At present, angel investment remains a viable option as we move through the end of 2022. Given that global inflation is predicted to rise to dizzying heights of 7.5% by the end of the year, money from venture capitals (VCs), government grants, and other traditional sources could be drying up.

Angel investors are a vital lifeline for early-stage startups seeking rapid growth. The benefits for angels themselves are significant too, ranging from significant returns on individual investments to strengthening their overall portfolio by contributing to innovation within their chosen industry. The relationship between angel investor and startup should therefore be one of mutual gain, whereby the angel can increase their asset value, and the startup can grow its business.
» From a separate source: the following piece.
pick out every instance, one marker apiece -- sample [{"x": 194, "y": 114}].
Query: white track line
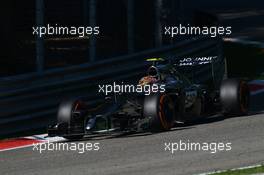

Business angels: A vital lifeline for the global startup ecosystem

The number of startups is increasing every year, with almost 5.4 million applications to form a new business filed in the USA alone in 2021. A majority of these companies are seeking to disrupt a traditional industry, bringing an innovative model to an existing market. But, in order to do so successfully, these businesses need funding, and relying on one single source alone is rarely sufficient.

Business angels take a significant risk when investing in early-stage startups. The price of investing is generally much lower than investing in more mature companies, but the risk is also significantly higher. Angels are investing in a business which doesn’t yet have much market share, and is not guaranteed to succeed. So, why take that risk?

Trust in the potential of early-stage businesses

Angel investing is riskier than other asset classes, and is less liquid, but has significant potential to offer greater returns in the long-run. Angel investors are said to expect a 30-40% return on investment, making investing in early-stage businesses a highly attractive asset class for many.

Business angels are also often able to acquire a larger stake in the businesses they invest in. The early-stage organisations to which they pledge their capital generally have cheaper shares than more mature companies. Consequently, angel investors can afford to grab a larger piece of the pie, and receive higher returns down the line. There will always be a risk associated with this, but if the risk pays off, the investor will receive a much bigger chunk of the profits when the company scales up and multiplies its value. Investing in smaller companies can therefore bring a significant return on investment – with risk, comes reward.

Reaping the unique returns on investment

Inevitably, there are other benefits to investing in early-stage startups for business angels. Angel investors tend to be those with significant experience in their industry, who have perhaps already seen personal success in starting, managing, and growing businesses. Typically, they take a more altruistic approach to investment as a result, seeking to impart their knowledge to founders in the form of advice and strategic direction.

Angels tend to truly believe in the businesses and industries they support, whether that be by investing in green energy or digital transformation, for example. As such, angel investors often invest in impact startups, otherwise known as businesses which aim to build solutions to the United Nations Sustainable Development Goals. Such startups in the UK attracted a record £2 billion investment in 2021, marking a firm commitment to sustainable business growth. Angels want to back businesses that are contributing to the greater good of society, and in return, will experience reputational benefits derived from having a socially conscious portfolio.

Finally, angel investors are known for chasing after innovation. Startups can be among the most innovative businesses on the market, as they seek to contribute something new to their chosen industry. As such, those who invest in early-stage businesses are often directly contributing to innovation. When doing so, not only can investors acquire a sense of pride in contributing towards progress, but they support the market’s development as a whole. Then, if investing in other businesses within the same market, investors can ensure that their whole portfolio brings strong returns.

As the number of startups conceived continues to climb, it is likely that more and more investors will take a chance on smaller businesses. The potential is astronomical and goes beyond mere financial gain. Those who get ahead of the game and invest early are those most likely to reap the highest reward.